En efecto, es totalmente cierto lo que San Pablo nos da a entender: una vida como la suya, entregada por completo al servicio del Señor, se distingue de lo que habitualmente conocemos. La clave de una vida tal radica en las primeras palabras de la lectura: “En todo nos acreditamos como ministros de Dios.” Los apóstoles afrontan todo lo que les sobreviene como servidores de Dios. Y este vínculo con Dios y el actuar por encargo Suyo impregna toda su vida. Ellos no pueden simplemente dejarse llevar por las inclinaciones de su naturaleza. ¡El Espíritu Santo no se lo permitiría! No pueden huir de su misión; no pueden rendirse ante la tribulación y la angustia, ni dejarse llevar por el miedo. El Espíritu del Señor los levanta una y otra vez, fortaleciendo su voluntad y encendiendo en ellos el fuego del amor. Con cada esfuerzo que ellos realicen y estando dispuestos a volverse a levantar tras una “derrota”, la gracia de Dios se multiplica y los purifica, ilumina y unifica con Su Voluntad.

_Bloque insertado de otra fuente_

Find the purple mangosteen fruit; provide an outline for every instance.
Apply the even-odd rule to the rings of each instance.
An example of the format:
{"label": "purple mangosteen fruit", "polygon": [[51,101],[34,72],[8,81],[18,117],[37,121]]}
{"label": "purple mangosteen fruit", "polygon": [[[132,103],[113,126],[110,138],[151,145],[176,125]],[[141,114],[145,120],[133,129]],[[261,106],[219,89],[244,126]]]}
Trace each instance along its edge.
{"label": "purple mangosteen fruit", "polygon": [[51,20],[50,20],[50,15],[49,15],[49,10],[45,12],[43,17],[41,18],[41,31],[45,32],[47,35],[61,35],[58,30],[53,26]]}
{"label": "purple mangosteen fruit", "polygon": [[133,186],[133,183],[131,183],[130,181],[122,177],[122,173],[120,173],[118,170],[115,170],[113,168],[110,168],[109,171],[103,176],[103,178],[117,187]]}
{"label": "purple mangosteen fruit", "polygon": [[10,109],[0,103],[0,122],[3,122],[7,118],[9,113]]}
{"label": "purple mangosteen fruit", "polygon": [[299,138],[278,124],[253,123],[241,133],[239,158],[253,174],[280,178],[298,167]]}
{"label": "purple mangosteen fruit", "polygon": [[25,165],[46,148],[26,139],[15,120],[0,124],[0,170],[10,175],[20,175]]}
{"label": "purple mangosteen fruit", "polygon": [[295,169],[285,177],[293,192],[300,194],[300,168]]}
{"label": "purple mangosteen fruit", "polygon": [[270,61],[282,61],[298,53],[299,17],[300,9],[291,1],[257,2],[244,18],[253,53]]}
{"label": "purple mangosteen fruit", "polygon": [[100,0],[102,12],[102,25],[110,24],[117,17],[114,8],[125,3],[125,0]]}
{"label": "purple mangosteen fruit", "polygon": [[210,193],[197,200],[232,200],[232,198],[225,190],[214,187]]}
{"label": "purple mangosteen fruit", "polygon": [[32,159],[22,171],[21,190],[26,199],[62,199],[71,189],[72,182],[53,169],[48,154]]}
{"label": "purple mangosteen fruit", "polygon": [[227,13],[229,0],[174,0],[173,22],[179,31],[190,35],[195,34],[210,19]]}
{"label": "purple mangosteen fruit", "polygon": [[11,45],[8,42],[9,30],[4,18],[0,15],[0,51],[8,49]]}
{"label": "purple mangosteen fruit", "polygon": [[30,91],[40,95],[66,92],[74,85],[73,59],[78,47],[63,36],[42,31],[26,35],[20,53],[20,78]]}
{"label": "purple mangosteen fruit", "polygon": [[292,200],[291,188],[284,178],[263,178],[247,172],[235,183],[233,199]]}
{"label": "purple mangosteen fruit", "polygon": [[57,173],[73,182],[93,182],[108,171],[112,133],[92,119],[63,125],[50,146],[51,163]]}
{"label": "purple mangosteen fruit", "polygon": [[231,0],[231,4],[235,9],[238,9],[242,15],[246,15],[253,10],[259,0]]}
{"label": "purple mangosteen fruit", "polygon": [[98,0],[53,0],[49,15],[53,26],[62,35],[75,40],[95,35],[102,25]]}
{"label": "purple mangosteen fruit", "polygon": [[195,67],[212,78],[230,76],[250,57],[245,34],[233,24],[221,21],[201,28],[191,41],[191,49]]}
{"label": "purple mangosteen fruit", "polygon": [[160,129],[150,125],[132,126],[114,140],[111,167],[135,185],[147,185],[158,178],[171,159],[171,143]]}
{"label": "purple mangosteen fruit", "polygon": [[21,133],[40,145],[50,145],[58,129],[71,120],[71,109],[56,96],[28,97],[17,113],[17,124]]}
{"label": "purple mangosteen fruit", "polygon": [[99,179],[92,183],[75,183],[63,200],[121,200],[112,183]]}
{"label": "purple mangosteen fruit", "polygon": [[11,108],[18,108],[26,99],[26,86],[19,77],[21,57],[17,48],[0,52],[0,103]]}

¿Cuál es el mensaje para nosotros?
En el lugar al que Dios nos ha llamado, en las circunstancias de vida en las que nos ha colocado, estamos llamados a sobrellevar nuestras cruces como ministros de Dios. Nuestra naturaleza humana no es capaz de ello, sino sólo la gracia de Dios, junto con nuestra cooperación. ¡Esto es lo que debemos comprender! Cuanto más lo entendamos y aprendamos a aferrarnos a Dios incluso en las circunstancias más difíciles, tanto más podrá surgir en nosotros aquella actitud que el Apóstol nos muestra: “En todo nos acreditamos como ministros de Dios.”